Many thanks go to Mint artistic director Jonathan Bank for dusting off the Powell opus with what must have been a heavy-duty feather duster. As compared to most of his previous choices, however, Bank hasn’t found a neglected gem here. It’s a piece of well-intentioned fluff tossed off by a Greenwich Village figure who by 1931 had become two parts Marge and Elsie and one part Eva Elman — or, perhaps, two parts Eva and one part Marge and Elsie. Powell knew what was what on her adopted island.

Operating on what must be his usual girdle-tight budget, Bank assembled a production team that does what it can to make a case for the piece, with varying results. Set designer Robert Hanna succeeds handily with two bedroom/living-room combos, one for the women and one for the men. He’s got the tight quarters correct, right up to the wash line strung across the girls’ space and the Murphy bed in the guys’. Prop designer Brenda Turpin deserves praise for locating a period telephone but costume designer Brenda Turpin does less well, particularly with the ties draped around the men’s necks.
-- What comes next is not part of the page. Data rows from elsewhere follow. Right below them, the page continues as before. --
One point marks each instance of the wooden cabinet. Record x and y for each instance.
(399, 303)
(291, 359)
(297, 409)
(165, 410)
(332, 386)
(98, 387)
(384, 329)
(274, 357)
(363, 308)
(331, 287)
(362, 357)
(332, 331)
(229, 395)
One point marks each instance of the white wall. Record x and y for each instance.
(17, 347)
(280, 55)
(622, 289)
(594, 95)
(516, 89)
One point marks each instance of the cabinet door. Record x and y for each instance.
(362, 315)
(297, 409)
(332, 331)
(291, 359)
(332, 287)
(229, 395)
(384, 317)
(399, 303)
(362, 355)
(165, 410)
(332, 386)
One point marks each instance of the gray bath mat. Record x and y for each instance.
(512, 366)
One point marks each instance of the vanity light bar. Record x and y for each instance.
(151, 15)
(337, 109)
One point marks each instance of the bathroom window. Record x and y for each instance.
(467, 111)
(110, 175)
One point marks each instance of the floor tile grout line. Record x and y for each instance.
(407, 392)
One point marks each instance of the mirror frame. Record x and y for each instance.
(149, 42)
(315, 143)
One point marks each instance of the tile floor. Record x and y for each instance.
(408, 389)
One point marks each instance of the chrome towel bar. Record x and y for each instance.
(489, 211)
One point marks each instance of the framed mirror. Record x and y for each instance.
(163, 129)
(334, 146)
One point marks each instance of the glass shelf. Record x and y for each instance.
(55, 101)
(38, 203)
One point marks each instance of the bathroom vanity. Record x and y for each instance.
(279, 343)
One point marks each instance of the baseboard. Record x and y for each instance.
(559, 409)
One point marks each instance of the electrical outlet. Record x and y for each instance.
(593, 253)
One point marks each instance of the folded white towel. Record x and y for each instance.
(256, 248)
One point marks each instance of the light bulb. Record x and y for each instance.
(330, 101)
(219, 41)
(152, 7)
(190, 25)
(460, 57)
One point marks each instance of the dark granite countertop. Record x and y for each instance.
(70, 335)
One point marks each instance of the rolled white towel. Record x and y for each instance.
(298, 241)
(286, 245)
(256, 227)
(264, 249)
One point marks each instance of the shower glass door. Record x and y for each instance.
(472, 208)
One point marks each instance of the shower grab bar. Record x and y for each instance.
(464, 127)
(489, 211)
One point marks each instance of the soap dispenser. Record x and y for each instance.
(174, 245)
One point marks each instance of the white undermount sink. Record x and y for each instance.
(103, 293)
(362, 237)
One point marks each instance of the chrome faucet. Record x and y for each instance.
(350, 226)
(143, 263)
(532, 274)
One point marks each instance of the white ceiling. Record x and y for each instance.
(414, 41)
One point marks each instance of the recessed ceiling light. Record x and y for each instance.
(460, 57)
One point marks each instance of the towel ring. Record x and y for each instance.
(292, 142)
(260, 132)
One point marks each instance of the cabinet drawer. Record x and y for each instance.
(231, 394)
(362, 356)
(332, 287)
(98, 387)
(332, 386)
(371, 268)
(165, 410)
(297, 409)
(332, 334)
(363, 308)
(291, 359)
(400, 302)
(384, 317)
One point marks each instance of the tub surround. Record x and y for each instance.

Sound designer Jane Shaw broadcasts evocative period music, including songs sung by Rudy Vallee and Al Jolson; yet she has problems with doors slamming off-stage, not least because the doors that are slammed on stage make no noise whatsoever.

Most of director Steven Williford’s players have a firm grip on their roles, notably Hagopian, whose Mac comes off as one of those fellows whose appetite for something ritzier is never satisfied. Halstead gets the best lines — “I’m always happy to tell another woman to tell a man to go to hell” — and she knows that they should be flicked as quickly as a cigarette lighter. Also fine is Cherene Snow, turning up in the second act as a housemaid who makes her own acid comments on men. It’s a brief but strong appearance.

As the on-and-off lovers, Albright (looking very period indeed), Butkus, Jones, and Roberts are terrific at ticker-tape-paced delivery but less adept at sincerity. Maybe that’s because Powell’s depiction of sincerity isn’t as convincing as she might have wanted it to be.